Ces cinq bateaux figurent sur la liste noire de l'Union Européenne pour avoir pratiqué la pêche illégale en zone non-autorisée et ne pas avoir déclaré leurs prises - activité connue sous le nom de "pêche pirate" - dans l'Atlantique. Tous ont récemment changé de nom et de pavillon et ont essayé de quitter le port pour gagner la haute mer.
"Le fait que le gouvernement allemand autorise des bateaux à prendre la mer qui sont connus pour pratiquer la pêche pirate, est tout simplement incroyable", déclare Andrea Cederquist, spécialiste de la biologie marine auprès de Greenpeace Allemagne. "Laisser ces bateaux quitter le port sans s'être assuré qu'ils respectent dorénavant les règlements internationaux de pêche est inacceptable".
Les bateaux pratiquant la pêche illégale sont un énorme problème, particulièrement en haute mer et dans les eaux côtières des pays en développement, où ils pillent les poissons - qui y sont le plus souvent la source principale de nourriture - des pays les plus pauvres du monde et détruisent les moyens de subsistance des pêcheurs.
La pêche illégale représente un coût estimé entre 3,4 et 7,6 milliards d'€ par an. Elle est également responsable de la destruction de la vie, non encore explorée, des fonds marins. Beaucoup de bateaux pirates pratiquent le chalutage de fond, connu pour être particulièrement destructeur de la vie très vulnérable des fonds marins telle que les récifs coraliens des eaux froides (1).
Le 19 décembre 2005, Greenpeace avait déjà demandé au gouvernement allemand d'appréhender ces cinq bateaux pirates. A ce moment les bateaux s'appelaient Oyra, Ostroe, Okhotino, Olchan et Ostrovets. En 2005, ils étaient impliqués dans l'effondrement des stocks de thon rouge de l'Atlantique Nord. Entretemps, leurs propriétaires ont changé leur nom. Les bateaux s'appellent aujourd'hui Eva, Junita, Rosita, Isabella et Carmen et ils ont aussi changé de pavillon. Ils sont aujourd'hui enregistrés sous pavillon géorgien. D'après les informations obtenues par Greenpeace, ces chalutiers visent à piller les eaux riches en poissons des côtes de l'ouest africain (Mauritanie), ou alors ils pourraient se rendre dans le Pacifique pour exploiter les fonds marins. Ces deux régions sont caractérisées par une absence de contrôles adéquats ce qui permet à la pêche pirate d'y prospérer.

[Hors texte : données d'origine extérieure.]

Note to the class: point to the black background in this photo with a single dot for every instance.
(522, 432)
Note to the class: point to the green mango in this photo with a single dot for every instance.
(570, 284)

"Pendant que les responsables politiques du monde entier font de beaux discours sur leur volonté d'arrêter la pêche pirate, des bateaux, tels que les chalutiers de Rostock, continuent chaque jour sur tous les océans leur activité illégale. Si les gouvernements étaient crédibles et sérieux, ils agiraient immédiatement. Ils doivent empêcher ces bateaux de quitter les ports et soutenir un moratoire des Nations Unies concernant le chalutage de fond. Ainsi, ils ne sauveraient pas uniquement les fonds marins de la destruction mais ils enverraient aussi un message clair aux pirates que leurs activités ne seront plus tolérées", a déclaré Sari Tolvanen, responsable de la campagne océans de Greenpeace (2).

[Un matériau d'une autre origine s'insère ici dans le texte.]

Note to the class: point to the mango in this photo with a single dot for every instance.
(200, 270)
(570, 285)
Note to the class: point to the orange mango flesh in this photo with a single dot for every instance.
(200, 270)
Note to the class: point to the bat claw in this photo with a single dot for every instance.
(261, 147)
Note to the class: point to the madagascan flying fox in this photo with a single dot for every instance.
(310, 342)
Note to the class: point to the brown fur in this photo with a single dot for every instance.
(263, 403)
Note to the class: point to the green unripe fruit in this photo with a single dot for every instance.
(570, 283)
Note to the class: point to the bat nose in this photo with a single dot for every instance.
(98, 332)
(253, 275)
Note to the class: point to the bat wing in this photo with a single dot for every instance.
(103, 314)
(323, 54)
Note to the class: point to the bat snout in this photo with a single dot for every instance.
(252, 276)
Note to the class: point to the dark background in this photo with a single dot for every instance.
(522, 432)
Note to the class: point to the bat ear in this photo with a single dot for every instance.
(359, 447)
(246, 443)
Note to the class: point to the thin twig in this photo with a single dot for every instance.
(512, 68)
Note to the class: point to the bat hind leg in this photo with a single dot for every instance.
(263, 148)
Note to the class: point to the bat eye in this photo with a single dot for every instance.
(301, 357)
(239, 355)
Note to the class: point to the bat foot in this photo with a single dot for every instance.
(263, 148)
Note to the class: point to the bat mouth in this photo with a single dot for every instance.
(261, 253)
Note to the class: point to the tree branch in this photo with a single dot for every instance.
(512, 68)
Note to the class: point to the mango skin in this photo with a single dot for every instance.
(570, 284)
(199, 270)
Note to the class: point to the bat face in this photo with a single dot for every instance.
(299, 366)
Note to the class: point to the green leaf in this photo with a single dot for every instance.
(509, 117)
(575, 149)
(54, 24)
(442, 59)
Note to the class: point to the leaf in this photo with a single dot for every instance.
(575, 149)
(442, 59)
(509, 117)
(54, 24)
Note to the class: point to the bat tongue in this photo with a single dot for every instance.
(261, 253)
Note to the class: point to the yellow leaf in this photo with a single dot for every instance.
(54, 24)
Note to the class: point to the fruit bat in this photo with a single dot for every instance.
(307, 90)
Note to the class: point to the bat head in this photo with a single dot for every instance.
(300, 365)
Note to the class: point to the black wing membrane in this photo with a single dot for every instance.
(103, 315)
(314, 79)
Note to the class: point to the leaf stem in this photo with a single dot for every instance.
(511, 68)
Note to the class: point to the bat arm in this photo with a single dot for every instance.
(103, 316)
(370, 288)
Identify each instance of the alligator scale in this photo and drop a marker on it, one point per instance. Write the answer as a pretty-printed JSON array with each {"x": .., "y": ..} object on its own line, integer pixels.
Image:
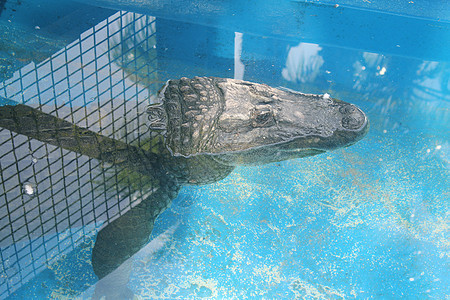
[{"x": 209, "y": 125}]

Dans les prochains mois, en partenariat avec l'"Environmental Justice Foundation", l'Esperanza, un des bateaux Greenpeace, va exposer comment la pêche pirate décime la vie marine de l'Atlantique et détruit les moyens de subsistance des communautés qui en dépendent. Cette campagne s'inscrit dans le cadre de l'expédition "Défendons nos océans", qui vise pendant toute cette année à exposer les menaces qui pèsent sur nos océans. Greenpeace demande que 40% des océans soient classées en réserves marines pour y préserver la vie (3).